Developmental Cellomics Laboratory, Genome Institute of Singapore, Singapore.
Nat Genet. 2017 May;49(5):708-718. doi: 10.1038/ng.3818. Epub 2017 Mar 20.
Intratumoral heterogeneity is a major obstacle to cancer treatment and a significant confounding factor in bulk-tumor profiling. We performed an unbiased analysis of transcriptional heterogeneity in colorectal tumors and their microenvironments using single-cell RNA-seq from 11 primary colorectal tumors and matched normal mucosa. To robustly cluster single-cell transcriptomes, we developed reference component analysis (RCA), an algorithm that substantially improves clustering accuracy. Using RCA, we identified two distinct subtypes of cancer-associated fibroblasts (CAFs). Additionally, epithelial-mesenchymal transition (EMT)-related genes were found to be upregulated only in the CAF subpopulation of tumor samples. Notably, colorectal tumors previously assigned to a single subtype on the basis of bulk transcriptomics could be divided into subgroups with divergent survival probability by using single-cell signatures, thus underscoring the prognostic value of our approach. Overall, our results demonstrate that unbiased single-cell RNA-seq profiling of tumor and matched normal samples provides a unique opportunity to characterize aberrant cell states within a tumor.

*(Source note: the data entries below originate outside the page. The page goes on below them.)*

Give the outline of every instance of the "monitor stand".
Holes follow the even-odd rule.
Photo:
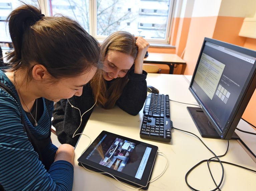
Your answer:
[[[217,132],[208,123],[212,125],[202,109],[199,107],[187,107],[193,121],[203,137],[221,139]],[[232,139],[239,139],[237,134],[234,132]]]

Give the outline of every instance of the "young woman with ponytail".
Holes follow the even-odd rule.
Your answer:
[[[71,190],[74,148],[51,143],[53,101],[81,95],[102,67],[98,43],[76,22],[32,6],[8,20],[14,50],[0,71],[0,190]]]
[[[69,99],[69,102],[79,109],[81,114],[91,108],[97,100],[96,104],[105,109],[116,105],[130,114],[137,115],[147,97],[147,73],[143,70],[142,65],[149,46],[142,37],[135,37],[127,32],[111,34],[100,46],[104,68],[99,80],[101,86],[99,91],[98,80],[91,81],[83,87],[81,96],[74,96]],[[82,132],[92,112],[91,110],[83,116],[76,134]],[[55,105],[52,122],[60,142],[74,146],[79,138],[73,136],[80,124],[79,111],[71,107],[66,99],[61,100]]]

肿瘤内异质性是癌症治疗的主要障碍,也是肿瘤整体分析的一个重要混杂因素。我们使用来自 11 个原发性结直肠肿瘤及其匹配的正常黏膜的单细胞 RNA-seq,对结直肠肿瘤及其微环境中的转录异质性进行了无偏倚分析。为了稳健地聚类单细胞转录组,我们开发了参考成分分析(RCA),这是一种算法,可以显著提高聚类准确性。使用 RCA,我们鉴定出两种不同的癌症相关成纤维细胞(CAF)亚型。此外,上皮-间充质转化(EMT)相关基因仅在肿瘤样本的 CAF 亚群中上调。值得注意的是,先前基于批量转录组学被归为单一亚型的结直肠肿瘤,现在可以通过单细胞特征划分为具有不同生存概率的亚组,从而突出了我们方法的预后价值。总的来说,我们的研究结果表明,对肿瘤和匹配的正常样本进行无偏倚的单细胞 RNA-seq 分析为描述肿瘤内异常细胞状态提供了独特的机会。